Without it working correctly, the very first query would fail:

$query = "SELECT Number FROM local_table;

 

The issue comes after that the remote site has been called and result is returned, when it's time to go back to the local database for the UPDATE query.

[mikesta707]

Ahh I see. The problem is that you are inside a function, and even though you include the db.php script, the $local_link variable is not in the scope of the function. I suggest simply passing the local_link into the function, but you could also use the global keyword (though I highly advise against it.)

 

EDIT: sorry the above is incorrect, I must have misread your code. As PF said, you are referencing $link. Perhaps it should be $local_link (or vice versa)

[PFMaBiSmAd]

Your code also contains a reference to a $link variable. Does that exist?

 

You should be developing and debugging your code with error_reporting set to E_ALL (or to a -1) and display_errors set to ON so that php will help you by reporting and displaying all the errors it detects. Add the following two lines of code immediately after your first opening <?php tag on the page -

ini_set("display_errors", "1");
error_reporting(-1);

 

 

[MockY]

Your code also contains a reference to a $link variable. Does that exist?

 

I rewrote the code to simplify things so it would be easier to see. $link was overlooked and should be $local_link since the UPDATE query is attempting to update the local database.

When enabling error reporting, the following error occurs:

Warning: mysql_query(): 3 is not a valid MySQL-Link resource

But it sure is since I use it in the initial query. Once the remote query is done and closed, the reference dissapears even though it was never closed.

 

In short:

I SELECT a range of records from a local database.

I loop through the results, and for each record I connect to a remote database to fetch one piece of information based on the number I received from the first local query.

Once  that piece of information is fetched, I UPDATE the local database with this fetched piece of information

 

The first local query works just fine. So does the query that fetches information from the remote database. The issue occurs when I try to update the local database right after fetching the info from the remote database, even though I specifically close that connection once I retrieve the info.

[PFMaBiSmAd]

If you post the actual code that fails and corresponds to the error message, someone can help with the problem.

[MockY]

Apparently I had to add

$local_link = mysql_connect('localhost', 'username', 'password');
$connect = mysql_select_db($local_database, $local_link)

right before the UPDATE query, which I seem odd since $local_link is defined in the db.php file.

 

So, if I connect to another database, I must then re-establish the connection to the local database again?

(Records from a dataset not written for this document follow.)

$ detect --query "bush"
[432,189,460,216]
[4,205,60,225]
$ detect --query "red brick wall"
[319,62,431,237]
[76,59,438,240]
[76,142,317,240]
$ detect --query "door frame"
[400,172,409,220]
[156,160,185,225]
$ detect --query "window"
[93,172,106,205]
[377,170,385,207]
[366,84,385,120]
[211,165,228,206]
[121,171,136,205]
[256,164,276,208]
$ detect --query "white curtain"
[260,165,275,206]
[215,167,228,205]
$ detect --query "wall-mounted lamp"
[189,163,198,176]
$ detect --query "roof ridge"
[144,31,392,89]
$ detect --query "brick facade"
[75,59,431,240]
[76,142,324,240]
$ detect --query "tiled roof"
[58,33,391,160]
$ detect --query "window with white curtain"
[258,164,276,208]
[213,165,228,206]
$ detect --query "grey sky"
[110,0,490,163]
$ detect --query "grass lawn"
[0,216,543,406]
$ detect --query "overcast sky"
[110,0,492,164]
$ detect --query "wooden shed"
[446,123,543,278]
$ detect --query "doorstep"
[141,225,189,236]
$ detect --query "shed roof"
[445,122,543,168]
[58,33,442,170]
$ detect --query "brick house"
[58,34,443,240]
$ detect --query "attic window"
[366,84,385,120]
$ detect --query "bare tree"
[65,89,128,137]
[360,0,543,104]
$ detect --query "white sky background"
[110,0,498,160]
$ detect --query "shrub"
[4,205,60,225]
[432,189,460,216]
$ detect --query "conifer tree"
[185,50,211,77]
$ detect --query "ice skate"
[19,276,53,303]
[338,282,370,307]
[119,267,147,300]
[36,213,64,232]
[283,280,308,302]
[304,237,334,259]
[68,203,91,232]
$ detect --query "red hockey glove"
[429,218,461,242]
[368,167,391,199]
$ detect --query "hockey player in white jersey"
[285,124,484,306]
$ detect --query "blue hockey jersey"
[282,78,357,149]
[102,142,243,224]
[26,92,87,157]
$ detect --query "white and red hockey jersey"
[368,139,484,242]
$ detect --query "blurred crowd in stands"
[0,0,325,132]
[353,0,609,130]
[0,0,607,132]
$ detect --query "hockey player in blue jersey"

I was under the impression that once I close the remote connection, the local connection would take over again. It seems like you can only be connected to one database at a time, and that you have to reconnect to it each time another connection was made, regardless whether you established that connection earlier.

 

In other words, $local_link will no longer be defined as soon as I define $remote_link. Hence, I can't use $local_link once I close remote_links and must therefore define it again.

[PFMaBiSmAd]

So, if I connect to another database, I must then re-establish the connection to the local database again?

 

No, connections stay open unless your code does something to the connection or something to the variable holding the link resource.

 

Also, in your grab_expiration_date() function, by making a new connection each time the function is called and closing that connection, you are wasting a lot of time reestablishing the remote connection each time the function is called. To get around this you can either -

 

A) Make the remote connection in your main code and pass it into the grab_expiration_date() function as a call time parameter or

 

B) Use a static variable inside the function to hold the connection link and add logic to reuse that connection instead of calling mysql_connect() each time the function code runs. You would also need to remove the mysql_close() statement inside the grab_expiration_date() function.